Thursday, August 10, 2017

38+3

Dear Keene kids
 
I'm currently typing this during my lunch break on my last day or work before going on parental leave. I'm 38+3 weeks and feeling great, apart from having put on over 20kg already! I wanted to write this post in anticipation of what's going to happen in the next few weeks.
 
After Matt's birth didn't go as I'd hoped (we were of course grateful that you were born healthy and happy Machu), I suffered a lot of trauma. It was difficult for me to explain this to people because I had a perfect little son in my arms and I was recovering from the caesarean nicely. However I was so upset at the lack of control or say I had in what had happened to my own body and the long term ramifications of Matt being born via surgery and not naturally that I fell into a deep depression. Thankfully after almost three years of struggling with the thought of 'what if' I sought counselling and am in a much better place.
 
I have spent the last (almost) four years researching how to prevent this happening again with your birth, Baby Keene. I can't guarantee that you won't be born by caesarean too, but you will NOT be forced out of my tummy unless there is a true medical emergency and I give the go ahead. I have a feeling the support team we have this time will make for an entirely different experience, and the knowledge and convictions I hold will make up for any rabbit holes that may appear.
 
Matt, I'm sorry you didn't get the happy and healthy mum that you deserved.
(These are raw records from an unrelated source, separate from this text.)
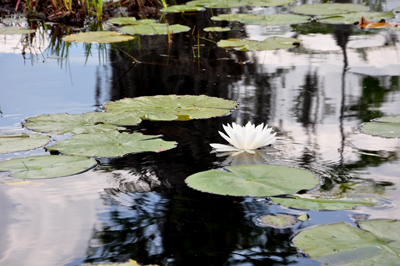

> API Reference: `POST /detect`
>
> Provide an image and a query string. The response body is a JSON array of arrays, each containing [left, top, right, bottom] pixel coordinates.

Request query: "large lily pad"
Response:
[[293, 219, 400, 266], [211, 14, 310, 25], [185, 164, 319, 197], [120, 23, 190, 35], [293, 3, 369, 15], [62, 31, 135, 43], [46, 130, 176, 157], [0, 133, 50, 153], [104, 95, 236, 121], [359, 115, 400, 138], [23, 112, 142, 134], [0, 155, 97, 178], [186, 0, 294, 8], [218, 37, 300, 51]]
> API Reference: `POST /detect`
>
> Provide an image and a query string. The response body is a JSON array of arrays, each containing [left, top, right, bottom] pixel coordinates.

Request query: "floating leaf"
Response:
[[211, 14, 310, 25], [104, 95, 236, 121], [161, 5, 205, 13], [218, 37, 300, 51], [120, 23, 190, 35], [46, 130, 176, 157], [293, 4, 369, 15], [359, 115, 400, 138], [62, 31, 135, 43], [0, 155, 97, 178], [293, 219, 400, 266], [0, 27, 35, 34], [203, 27, 231, 32], [185, 164, 319, 197], [186, 0, 294, 8], [271, 196, 374, 211], [23, 112, 142, 134], [257, 213, 298, 228], [0, 133, 50, 153]]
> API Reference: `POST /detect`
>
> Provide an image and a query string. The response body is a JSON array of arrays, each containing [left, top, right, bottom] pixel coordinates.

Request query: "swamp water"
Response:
[[0, 1, 400, 266]]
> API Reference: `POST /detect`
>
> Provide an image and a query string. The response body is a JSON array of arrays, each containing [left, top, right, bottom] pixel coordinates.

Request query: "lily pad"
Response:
[[62, 31, 135, 43], [359, 115, 400, 138], [293, 219, 400, 266], [186, 0, 294, 8], [203, 27, 231, 32], [271, 196, 375, 211], [211, 14, 310, 25], [0, 155, 97, 179], [0, 27, 35, 34], [257, 213, 298, 228], [217, 37, 300, 51], [120, 23, 190, 35], [161, 5, 205, 13], [319, 11, 394, 24], [46, 130, 176, 157], [104, 95, 236, 121], [185, 164, 319, 197], [0, 133, 50, 153], [23, 112, 142, 135], [293, 3, 369, 15]]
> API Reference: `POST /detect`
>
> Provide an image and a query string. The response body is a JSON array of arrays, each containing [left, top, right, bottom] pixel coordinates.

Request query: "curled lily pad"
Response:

I'm sorry you may have health problems in the future because you didn't get the benefits to your gut of a vaginal birth. I hope our 3.5 years of breastfeeding has helped but I have no way of knowing. I'm sorry you, as our first born, have born the brunt of our naivety as first-time parents. The gift in this is that you have given your sibling a strong chance of having a better start, so you are already an amazing big brother.
 
Baby Keene, I'm waiting patiently for you to choose your birthday. You will not be rushed out and you will not have any deadlines put on you. I trust you to let me know when you're ready to come earth-side and I trust my body to keep you safe until then. The universe knows when you'll be here, for it is already written in the stars. I am sure we are going to make an awesome team and will absolutely ROCK your birth!!